Le lanceur de cailloux
tropical-writer
LE LANCEUR DE CAILLOUX
Dans la casemate fortifiée, aux étroites meurtrières, Denis rit en regardant les gamins qui s'amusent à nous jeter des pierres, sans autre résultat qu'un bruit mat contre les sacs de sable.
Chaque nouvelle tentative s'effectue sous les encouragements et les éclats de rire. Denis n'est d'ailleurs pas le dernier à commenter la technique des lanceurs.

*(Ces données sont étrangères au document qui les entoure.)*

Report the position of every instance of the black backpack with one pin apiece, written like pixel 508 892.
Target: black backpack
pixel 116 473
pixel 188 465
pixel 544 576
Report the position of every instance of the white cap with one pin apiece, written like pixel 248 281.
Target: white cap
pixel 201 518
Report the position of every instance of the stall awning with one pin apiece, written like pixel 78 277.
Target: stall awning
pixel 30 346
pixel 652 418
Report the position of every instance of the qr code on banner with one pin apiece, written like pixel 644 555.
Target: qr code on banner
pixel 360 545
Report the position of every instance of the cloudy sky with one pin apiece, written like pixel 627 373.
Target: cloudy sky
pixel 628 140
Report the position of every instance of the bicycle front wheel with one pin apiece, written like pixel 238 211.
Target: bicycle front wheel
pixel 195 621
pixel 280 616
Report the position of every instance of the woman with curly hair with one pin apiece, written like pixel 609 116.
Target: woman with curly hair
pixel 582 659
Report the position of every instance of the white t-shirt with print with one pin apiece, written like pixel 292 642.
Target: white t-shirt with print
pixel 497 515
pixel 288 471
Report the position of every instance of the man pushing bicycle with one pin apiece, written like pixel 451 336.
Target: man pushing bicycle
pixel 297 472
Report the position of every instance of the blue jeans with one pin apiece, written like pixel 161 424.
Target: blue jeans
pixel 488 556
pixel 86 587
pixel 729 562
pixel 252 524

Ce simulacre d'attaque, qui se déroule pourtant sans agressivité, me rend nerveux. Je veux disperser les morveux en lâchant une rafale au-dessus de leurs têtes. Denis s'y oppose fermement et va jusqu'à écarter légèrement deux sacs de sable pour y ménager un petit interstice qui devient immédiatement le but de nos jeunes lanceurs.
En quelques jets, un des jeunes tireurs parvient à faire pénétrer, presque systématiquement, son caillou dans notre fortin. Denis admire son adresse. Enervé, j'engage une bande dans la culasse du fusil-mitrailleur et glisse le canon de l'arme entre deux sacs. Denis se moque de moi.
Son champion nous vise à nouveau. Son projectile, comme les précédents, décrit une élégante parabole vers notre trou. Mais les cris et les rires ont cessé et ce silence m'avertit du danger.
Je me jette à terre en hurlant, pour alerter Denis. Il me regarde, sans paraître comprendre, riant toujours, quand la grenade explose.
Je n'entends plus rien qu'un douloureux ronflement. Je me relève péniblement, sans parvenir à rétablir complètement mon équilibre. Denis est mort. Je le sais sans avoir besoin de le voir. Mais peut-être ai-je jeté un regard rapide dans sa direction, dont mon cerveau n'a voulu enregistrer que la conclusion...
Maladroitement, j'épaule le FM. Je ne perçois toujours aucun son, mais je discerne un mouvement furtif entre les rochers. Immobile, affalé sur mes sacs, je ne pense à rien d'autre qu'à déterminer la nature de ce mouvement. Au bout de quelques secondes, un pan de tee-shirt dépassant d'un rocher me renseigne: c'est notre as du lancer. Je sais très bien ce qu'il veut: le FM, dont le canon dépasse à l'air libre. Pour avoir tué deux soldats, il est déjà un héros. Mais s'il parvient à s'emparer du FM, il deviendra une légende vivante !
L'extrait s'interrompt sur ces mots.